「疲れやストレスが溜まっている時のほうが、SMやりたくなるんですよね」
そう言うマゾは、結構多い。単純に発散のためのひとつの手段なのか、疲れマラ的なシステムなのか、より大きなストレスによってストレスを流してしまおうということなのか・・・は人それぞれだと思うけど、そういうマゾたちは強烈な苦痛やら羞恥やら恐怖やら屈辱を伴う数時間のセッションを終えると、ひっじょーに晴れ晴れとした顔で歌舞伎町を後にするのである。
ストレス発散・・・といえば長風呂か男を踏んづけることしか考えていないわたしからすると「なんで虐められて発散できちゃうわけ?」と不思議で仕方がないのだけど、きっとそれがマゾという生き物なんでしょう。
しかし、一部には「晴れ晴れしない」マゾもいる。
鬱屈とした顔で現れては「人間辞めちゃえば?」と言いたくなるようなえげつない扱いを受け、来た時よりも暗い、死にそうな顔で帰る彼ら・・・「一部には」と書いたけど、わたしのところに来るマゾたちには実にこのタイプが多い。
「来なきゃ良かったです」と暗い顔をする彼らに対して、以前のわたしは「セッションが良くなかったのかな?」「SM嫌いになっちゃったかな?」と心配したりもした。でも、そういうマゾに限ってまたすぐに戻ってくるのだ。どんよりと暗い顔をして、わたしの足元に。
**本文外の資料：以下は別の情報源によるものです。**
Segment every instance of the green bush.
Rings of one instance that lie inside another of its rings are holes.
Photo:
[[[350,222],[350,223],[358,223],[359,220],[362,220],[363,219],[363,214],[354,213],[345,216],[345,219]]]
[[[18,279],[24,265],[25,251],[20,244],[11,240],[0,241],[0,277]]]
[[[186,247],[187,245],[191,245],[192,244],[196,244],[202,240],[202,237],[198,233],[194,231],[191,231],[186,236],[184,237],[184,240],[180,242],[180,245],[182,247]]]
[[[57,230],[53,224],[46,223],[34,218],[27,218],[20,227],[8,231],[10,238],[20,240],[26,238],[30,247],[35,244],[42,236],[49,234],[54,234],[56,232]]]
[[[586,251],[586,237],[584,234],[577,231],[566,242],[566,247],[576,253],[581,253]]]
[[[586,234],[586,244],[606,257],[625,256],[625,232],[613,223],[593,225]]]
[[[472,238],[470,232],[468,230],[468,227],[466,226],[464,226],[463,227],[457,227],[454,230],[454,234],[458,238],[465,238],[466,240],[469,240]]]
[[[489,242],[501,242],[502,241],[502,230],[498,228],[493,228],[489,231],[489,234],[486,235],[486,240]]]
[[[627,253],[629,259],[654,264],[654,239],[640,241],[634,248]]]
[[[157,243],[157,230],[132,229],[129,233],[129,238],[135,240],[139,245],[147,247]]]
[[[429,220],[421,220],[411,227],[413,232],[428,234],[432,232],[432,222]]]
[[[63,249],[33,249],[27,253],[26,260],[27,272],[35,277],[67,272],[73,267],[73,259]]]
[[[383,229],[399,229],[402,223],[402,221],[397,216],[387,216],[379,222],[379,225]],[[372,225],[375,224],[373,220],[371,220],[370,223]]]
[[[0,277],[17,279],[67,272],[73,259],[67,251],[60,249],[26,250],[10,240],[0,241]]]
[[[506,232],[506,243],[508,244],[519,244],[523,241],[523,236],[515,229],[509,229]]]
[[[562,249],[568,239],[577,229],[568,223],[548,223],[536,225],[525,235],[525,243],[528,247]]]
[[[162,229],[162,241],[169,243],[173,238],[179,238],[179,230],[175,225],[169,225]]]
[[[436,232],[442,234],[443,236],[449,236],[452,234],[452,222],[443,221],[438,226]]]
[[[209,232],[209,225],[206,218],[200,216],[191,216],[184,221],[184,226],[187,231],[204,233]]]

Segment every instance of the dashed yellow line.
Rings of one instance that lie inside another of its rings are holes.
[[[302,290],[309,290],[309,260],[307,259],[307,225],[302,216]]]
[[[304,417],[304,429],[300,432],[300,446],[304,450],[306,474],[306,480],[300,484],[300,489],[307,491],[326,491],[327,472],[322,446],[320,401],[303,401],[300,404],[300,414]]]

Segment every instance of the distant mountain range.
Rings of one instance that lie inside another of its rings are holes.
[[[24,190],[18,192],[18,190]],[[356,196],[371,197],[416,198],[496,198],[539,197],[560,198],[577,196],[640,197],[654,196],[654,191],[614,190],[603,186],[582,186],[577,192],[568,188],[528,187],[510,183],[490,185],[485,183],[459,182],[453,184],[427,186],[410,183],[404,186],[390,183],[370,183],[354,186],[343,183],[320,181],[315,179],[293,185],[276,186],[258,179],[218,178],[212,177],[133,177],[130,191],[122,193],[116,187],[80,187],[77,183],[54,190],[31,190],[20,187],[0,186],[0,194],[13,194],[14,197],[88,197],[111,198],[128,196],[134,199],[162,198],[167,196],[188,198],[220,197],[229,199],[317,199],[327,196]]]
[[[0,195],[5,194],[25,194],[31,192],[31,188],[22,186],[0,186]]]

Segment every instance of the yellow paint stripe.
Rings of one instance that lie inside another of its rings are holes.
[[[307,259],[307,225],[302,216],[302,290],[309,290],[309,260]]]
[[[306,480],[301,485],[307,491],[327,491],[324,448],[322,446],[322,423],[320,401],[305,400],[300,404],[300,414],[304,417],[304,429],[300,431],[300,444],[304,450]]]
そんなマゾたちと付き合ううちに、なぜ彼らが暗い顔をするのか、明るくSMを楽しめないのかということがわかってきた。もちろんその理由は人によって全く異なるし、単純に「そういうふうに振る舞うのが好き」なひねくれ者のマゾもいる。なので今は変な心配はしないで全力で虐めてやることにしています。
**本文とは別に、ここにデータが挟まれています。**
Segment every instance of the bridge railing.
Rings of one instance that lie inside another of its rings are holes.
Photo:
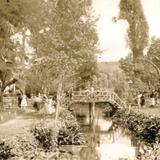
[[[74,102],[111,102],[119,107],[125,107],[124,102],[112,91],[73,91],[72,100]]]

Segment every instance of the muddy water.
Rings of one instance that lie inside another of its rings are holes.
[[[135,138],[107,118],[104,108],[96,107],[96,118],[90,123],[87,105],[74,106],[73,113],[81,124],[87,145],[72,146],[72,152],[76,151],[80,160],[134,160],[138,151]]]

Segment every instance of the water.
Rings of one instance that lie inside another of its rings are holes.
[[[96,107],[96,118],[89,120],[87,105],[75,105],[74,114],[81,124],[87,138],[87,145],[72,146],[70,149],[80,160],[134,160],[137,142],[128,134],[127,129],[114,124],[104,114],[104,107]]]

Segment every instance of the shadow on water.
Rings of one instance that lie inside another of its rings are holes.
[[[90,123],[87,105],[75,105],[74,114],[81,124],[87,146],[79,151],[80,160],[134,160],[138,143],[134,136],[104,114],[105,107],[96,106]]]

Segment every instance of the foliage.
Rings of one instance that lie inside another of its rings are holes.
[[[11,147],[5,141],[0,142],[0,159],[8,159],[12,157]]]
[[[119,19],[128,22],[128,44],[133,60],[143,56],[143,50],[148,43],[148,24],[143,13],[140,0],[121,0]]]
[[[55,124],[53,122],[53,124]],[[32,133],[38,141],[39,146],[44,150],[53,150],[57,146],[58,127],[53,125],[53,128],[48,127],[44,122],[38,123],[33,129]]]
[[[125,125],[134,135],[149,144],[160,142],[160,119],[157,117],[146,117],[131,111],[118,111],[113,119],[120,124]]]
[[[84,137],[80,133],[80,126],[70,111],[61,110],[59,114],[62,127],[59,131],[58,143],[61,145],[81,145]]]

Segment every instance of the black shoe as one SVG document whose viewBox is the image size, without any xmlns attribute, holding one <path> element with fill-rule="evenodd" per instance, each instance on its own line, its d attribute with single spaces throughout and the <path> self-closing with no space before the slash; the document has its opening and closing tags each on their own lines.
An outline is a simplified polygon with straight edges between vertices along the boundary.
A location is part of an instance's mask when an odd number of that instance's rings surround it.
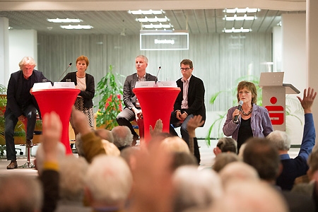
<svg viewBox="0 0 318 212">
<path fill-rule="evenodd" d="M 9 165 L 6 167 L 7 170 L 13 170 L 18 168 L 18 163 L 15 160 L 11 160 Z"/>
<path fill-rule="evenodd" d="M 26 139 L 25 141 L 25 146 L 27 148 L 33 148 L 33 143 L 32 142 L 32 139 Z"/>
</svg>

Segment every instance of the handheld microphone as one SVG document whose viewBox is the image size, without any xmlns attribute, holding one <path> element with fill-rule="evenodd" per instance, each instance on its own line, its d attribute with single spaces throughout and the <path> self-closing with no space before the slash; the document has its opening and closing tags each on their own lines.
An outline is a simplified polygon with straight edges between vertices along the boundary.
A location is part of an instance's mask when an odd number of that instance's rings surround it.
<svg viewBox="0 0 318 212">
<path fill-rule="evenodd" d="M 238 105 L 238 107 L 237 107 L 237 110 L 240 110 L 240 111 L 241 109 L 242 109 L 242 105 L 243 105 L 243 101 L 242 101 L 242 100 L 240 100 L 240 101 L 239 102 L 239 105 Z M 234 117 L 234 122 L 237 121 L 237 118 L 238 118 L 238 115 L 235 116 L 235 117 Z"/>
<path fill-rule="evenodd" d="M 157 76 L 155 76 L 155 83 L 157 84 L 157 81 L 158 81 L 158 75 L 159 73 L 159 71 L 160 70 L 161 66 L 159 66 L 159 68 L 158 69 L 158 72 L 157 72 Z"/>
<path fill-rule="evenodd" d="M 58 81 L 59 81 L 61 80 L 61 78 L 63 76 L 63 75 L 65 73 L 65 72 L 66 72 L 67 69 L 69 69 L 69 68 L 71 67 L 71 65 L 72 65 L 72 63 L 69 63 L 69 66 L 67 66 L 66 69 L 65 69 L 64 72 L 62 73 L 61 76 L 57 80 Z"/>
</svg>

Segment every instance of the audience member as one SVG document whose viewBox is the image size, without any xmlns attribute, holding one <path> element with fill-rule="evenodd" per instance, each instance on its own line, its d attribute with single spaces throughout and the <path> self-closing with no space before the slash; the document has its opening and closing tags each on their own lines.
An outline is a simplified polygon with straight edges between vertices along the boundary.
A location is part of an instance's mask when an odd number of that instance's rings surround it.
<svg viewBox="0 0 318 212">
<path fill-rule="evenodd" d="M 216 172 L 220 172 L 226 165 L 240 160 L 239 156 L 234 153 L 221 153 L 216 156 L 212 168 Z"/>
<path fill-rule="evenodd" d="M 132 145 L 135 146 L 139 139 L 139 135 L 134 129 L 131 122 L 136 119 L 137 122 L 142 119 L 142 110 L 139 101 L 133 92 L 136 81 L 155 81 L 156 77 L 146 73 L 148 66 L 148 58 L 144 55 L 139 55 L 135 60 L 137 73 L 128 76 L 124 83 L 123 102 L 125 105 L 124 110 L 117 115 L 116 120 L 119 126 L 127 126 L 133 135 Z"/>
<path fill-rule="evenodd" d="M 213 148 L 213 153 L 216 156 L 220 153 L 237 153 L 237 145 L 235 140 L 232 138 L 220 138 L 218 139 L 218 143 L 215 148 Z"/>
<path fill-rule="evenodd" d="M 172 180 L 175 188 L 174 212 L 208 208 L 223 195 L 220 177 L 211 169 L 199 170 L 195 166 L 184 165 L 175 170 Z"/>
<path fill-rule="evenodd" d="M 36 178 L 21 174 L 0 177 L 0 211 L 40 211 L 43 196 Z"/>
<path fill-rule="evenodd" d="M 316 131 L 314 125 L 314 118 L 312 113 L 312 106 L 316 98 L 317 92 L 313 88 L 304 90 L 302 100 L 298 97 L 304 109 L 305 126 L 302 141 L 298 155 L 290 158 L 288 151 L 290 148 L 290 139 L 283 131 L 275 131 L 271 133 L 267 139 L 275 145 L 280 153 L 283 170 L 276 180 L 276 184 L 284 190 L 293 188 L 295 179 L 306 175 L 308 170 L 307 160 L 315 143 Z"/>
<path fill-rule="evenodd" d="M 307 163 L 309 170 L 307 172 L 310 182 L 295 184 L 291 191 L 311 196 L 316 204 L 316 211 L 318 211 L 318 146 L 314 147 Z"/>
<path fill-rule="evenodd" d="M 133 141 L 133 135 L 126 126 L 117 126 L 112 129 L 114 144 L 119 151 L 131 146 Z"/>
<path fill-rule="evenodd" d="M 59 159 L 59 160 L 62 160 L 64 158 L 65 158 L 65 154 L 66 152 L 65 149 L 65 146 L 61 142 L 57 143 L 57 157 Z M 35 154 L 35 159 L 34 160 L 35 168 L 37 170 L 39 175 L 41 175 L 42 172 L 43 172 L 43 165 L 44 163 L 45 162 L 45 153 L 43 149 L 43 146 L 40 144 L 39 147 L 37 148 L 37 153 Z"/>
<path fill-rule="evenodd" d="M 244 162 L 254 167 L 259 177 L 279 192 L 285 198 L 290 212 L 314 211 L 309 196 L 281 191 L 275 186 L 281 164 L 278 151 L 267 139 L 251 138 L 247 141 L 243 153 Z"/>
<path fill-rule="evenodd" d="M 132 187 L 132 175 L 120 157 L 98 155 L 86 177 L 86 197 L 94 211 L 124 211 Z"/>
<path fill-rule="evenodd" d="M 167 137 L 161 141 L 161 146 L 170 152 L 184 152 L 190 153 L 189 146 L 179 136 Z"/>
<path fill-rule="evenodd" d="M 81 157 L 69 155 L 59 160 L 59 200 L 54 212 L 91 211 L 90 208 L 83 205 L 88 163 Z"/>
<path fill-rule="evenodd" d="M 47 81 L 42 72 L 34 69 L 36 64 L 33 58 L 25 57 L 19 63 L 20 71 L 11 73 L 8 83 L 4 112 L 6 158 L 11 160 L 6 167 L 8 170 L 18 168 L 13 132 L 18 121 L 28 121 L 26 127 L 25 146 L 33 147 L 33 134 L 39 106 L 30 90 L 35 83 Z"/>
<path fill-rule="evenodd" d="M 176 170 L 183 165 L 193 165 L 198 167 L 198 162 L 194 155 L 186 152 L 175 152 L 172 153 L 172 170 Z"/>
<path fill-rule="evenodd" d="M 232 180 L 259 181 L 257 170 L 242 161 L 234 161 L 226 165 L 218 174 L 224 187 Z"/>
<path fill-rule="evenodd" d="M 85 117 L 85 116 L 84 116 Z M 59 193 L 59 151 L 58 143 L 61 136 L 62 124 L 59 115 L 54 112 L 44 115 L 41 146 L 43 148 L 43 168 L 40 179 L 43 186 L 44 202 L 42 212 L 55 210 Z"/>
<path fill-rule="evenodd" d="M 189 136 L 187 129 L 189 120 L 194 115 L 201 115 L 206 120 L 206 106 L 204 105 L 204 84 L 200 78 L 192 75 L 193 63 L 189 59 L 180 62 L 182 77 L 177 81 L 177 86 L 181 88 L 173 107 L 170 117 L 170 134 L 178 136 L 173 126 L 180 127 L 182 139 L 189 146 Z M 171 125 L 172 124 L 172 125 Z M 203 126 L 204 122 L 202 122 Z M 200 163 L 199 146 L 194 141 L 194 155 Z"/>
</svg>

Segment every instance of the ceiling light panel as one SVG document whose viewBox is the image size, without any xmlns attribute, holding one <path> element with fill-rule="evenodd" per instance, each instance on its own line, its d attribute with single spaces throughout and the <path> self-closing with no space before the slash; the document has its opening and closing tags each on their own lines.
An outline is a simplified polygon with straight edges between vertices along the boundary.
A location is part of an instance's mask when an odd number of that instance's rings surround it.
<svg viewBox="0 0 318 212">
<path fill-rule="evenodd" d="M 81 23 L 83 22 L 83 20 L 79 18 L 52 18 L 47 19 L 47 21 L 52 23 Z"/>
<path fill-rule="evenodd" d="M 60 28 L 66 30 L 90 30 L 93 28 L 89 25 L 61 25 Z"/>
</svg>

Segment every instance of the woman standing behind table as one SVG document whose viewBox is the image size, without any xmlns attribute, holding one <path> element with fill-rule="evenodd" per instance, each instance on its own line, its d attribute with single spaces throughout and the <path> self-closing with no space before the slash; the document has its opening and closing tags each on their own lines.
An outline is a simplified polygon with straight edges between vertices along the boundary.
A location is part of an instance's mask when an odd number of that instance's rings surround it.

そんなタイプの、毎回「もう来ません・・・」と言うくせに付き合いの長い某マゾとの先日のセッション。暗い顔をしてわたしの仕打ちに耐え続けた130分の終わり間際、彼は怒っているような絶望しているような顔でこう言った。
「七さんなんかに会わなければ良かったのに」
その一言は、甘く、気持ち良かった。思わずわたしは更に手の力を込めた。そして心の中で、こう呟く。知らないの?もう遅いよ。もうおまえはわたしから逃げられないんだよ、と。